Coomassie R-250, and its dimethylated derivative G-250, have been used as protein gel stains for more than 45 years.1 Improvements over the years have increased sensitivity, and Coomassie staining is compatible with downstream analysis by mass spectrometry (MS). The relatively low cost of these dyes, their ready-made solutions, sensitivity in the five to 50 ng range, detection using standard white light transilluminators, and time-tested staining and destaining protocols, have been keys to their wide acceptance.

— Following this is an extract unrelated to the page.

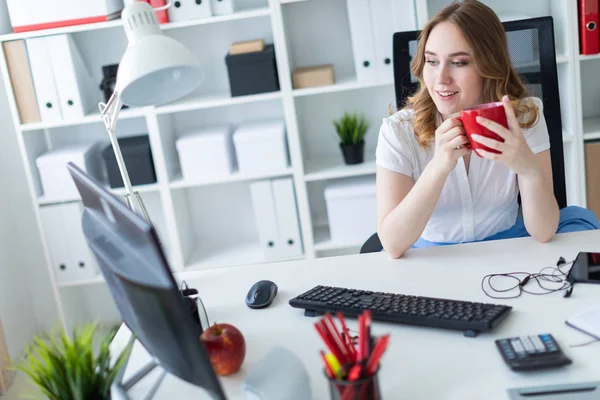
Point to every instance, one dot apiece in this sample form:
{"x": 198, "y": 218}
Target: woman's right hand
{"x": 450, "y": 141}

Although widely used, Coomassie is not the ideal staining technique for protein band visualization in PAGE. The mechanism by which Coomassie stain binds to proteins is not well understood. Coomassie has long been known to vary widely in its ability to bind proteins, due—at least in part—to its affinity for proteins rich in basic amino acids such as arginine, histidine, and lysine.2 In addition, glycoproteins stain poorly with Coomassie dye,3-5 and there is at least one report in the literature that Coomassie staining may overstate relative protein quantities in gels.6 The user-dependent nature of the process can introduce variability when comparing results generated by different users. Finally, gel staining with Coomassie takes at least two hours, can generate large quantities of hazardous solvents, and is not compatible with subsequent Western blotting.

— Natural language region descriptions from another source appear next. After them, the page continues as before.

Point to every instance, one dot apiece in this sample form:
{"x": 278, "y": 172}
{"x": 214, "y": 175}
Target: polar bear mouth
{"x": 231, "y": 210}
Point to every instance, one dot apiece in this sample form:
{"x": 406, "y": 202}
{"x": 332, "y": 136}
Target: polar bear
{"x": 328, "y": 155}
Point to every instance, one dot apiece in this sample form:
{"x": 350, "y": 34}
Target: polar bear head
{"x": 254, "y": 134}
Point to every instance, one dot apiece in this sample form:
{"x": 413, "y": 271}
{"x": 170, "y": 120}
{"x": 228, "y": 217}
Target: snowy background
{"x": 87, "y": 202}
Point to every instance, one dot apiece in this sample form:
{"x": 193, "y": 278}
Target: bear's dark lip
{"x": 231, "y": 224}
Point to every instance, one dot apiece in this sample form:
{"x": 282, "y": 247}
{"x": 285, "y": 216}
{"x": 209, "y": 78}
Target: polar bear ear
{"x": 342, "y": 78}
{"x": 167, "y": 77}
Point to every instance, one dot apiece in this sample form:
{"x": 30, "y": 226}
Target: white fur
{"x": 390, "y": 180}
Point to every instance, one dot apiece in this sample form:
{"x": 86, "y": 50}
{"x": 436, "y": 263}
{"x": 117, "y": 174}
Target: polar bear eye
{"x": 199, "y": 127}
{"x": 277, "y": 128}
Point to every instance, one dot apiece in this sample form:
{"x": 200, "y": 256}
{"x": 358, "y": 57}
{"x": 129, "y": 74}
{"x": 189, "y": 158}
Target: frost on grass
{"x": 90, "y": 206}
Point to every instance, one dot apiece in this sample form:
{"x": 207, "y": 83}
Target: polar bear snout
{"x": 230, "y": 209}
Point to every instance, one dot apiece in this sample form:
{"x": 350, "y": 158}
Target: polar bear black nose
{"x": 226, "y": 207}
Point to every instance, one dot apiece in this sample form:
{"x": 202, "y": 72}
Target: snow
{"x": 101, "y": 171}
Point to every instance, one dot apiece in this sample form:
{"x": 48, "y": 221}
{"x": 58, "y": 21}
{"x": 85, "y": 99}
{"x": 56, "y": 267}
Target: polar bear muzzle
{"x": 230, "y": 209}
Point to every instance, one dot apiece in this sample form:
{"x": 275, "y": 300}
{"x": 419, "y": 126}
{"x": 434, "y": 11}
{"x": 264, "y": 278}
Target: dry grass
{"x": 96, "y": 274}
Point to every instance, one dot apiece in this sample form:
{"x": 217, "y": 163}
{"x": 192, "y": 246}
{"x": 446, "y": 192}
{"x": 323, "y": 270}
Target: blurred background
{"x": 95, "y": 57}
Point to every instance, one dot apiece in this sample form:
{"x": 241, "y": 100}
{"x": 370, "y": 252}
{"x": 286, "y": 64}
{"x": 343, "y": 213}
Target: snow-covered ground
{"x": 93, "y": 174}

Over the years, ready-made solutions have been developed that address two of the key complaints with Coomassie: hazardous or smelly solvents, and time to result. Traditional protocols call for the use of methanol and acetic acid for fixing and de-staining. Commercially available products, such as Bio-Safe (Bio-Rad, Hercules, Calif.) or SimplyBlue (Invitrogen, Carlsbad, Calif.), provide equivalent performance to traditional formulations without the use of methanol or acetic acid, and produce no hazardous waste. Using Imperial Protein Stain (Thermo Fisher Scientific, Rockford, Ill.), an improved formulation of Coomassie R-250, as little as 6 ng of protein can be detected in just 20 minutes, without the use of methanol or acetic acid. These commercial formulations can also reduce the number of steps in the staining-de-staining process; thus, reducing hands-on time and user-to-user variability. Microwave protocols are also available for both the traditional and newer formulations, and can reduce the total processing time to an hour or less.
There has been an increasing need for higher sensitivity of protein detection in PAGE gels than Coomassie staining can provide, particularly with the advent of proteomics and 2-D SDS-PAGE analysis of complex protein mixtures. The first technique to address this need was silver staining, which can provide detection of as little as 0.25 to 0.5 ng of protein without requiring alternative imaging equipment. The Dodeca Silver Stain kit (Bio-Rad) provides for high-throughput staining, and the SilverQuest Silver Staining Kit (Invitrogen) provides results in less than 90 minutes, or 30 minutes using the microwave procedure. Both are compatible with subsequent mass spectrometry analysis. However, silver-staining methods tend to be very dependent on user technique.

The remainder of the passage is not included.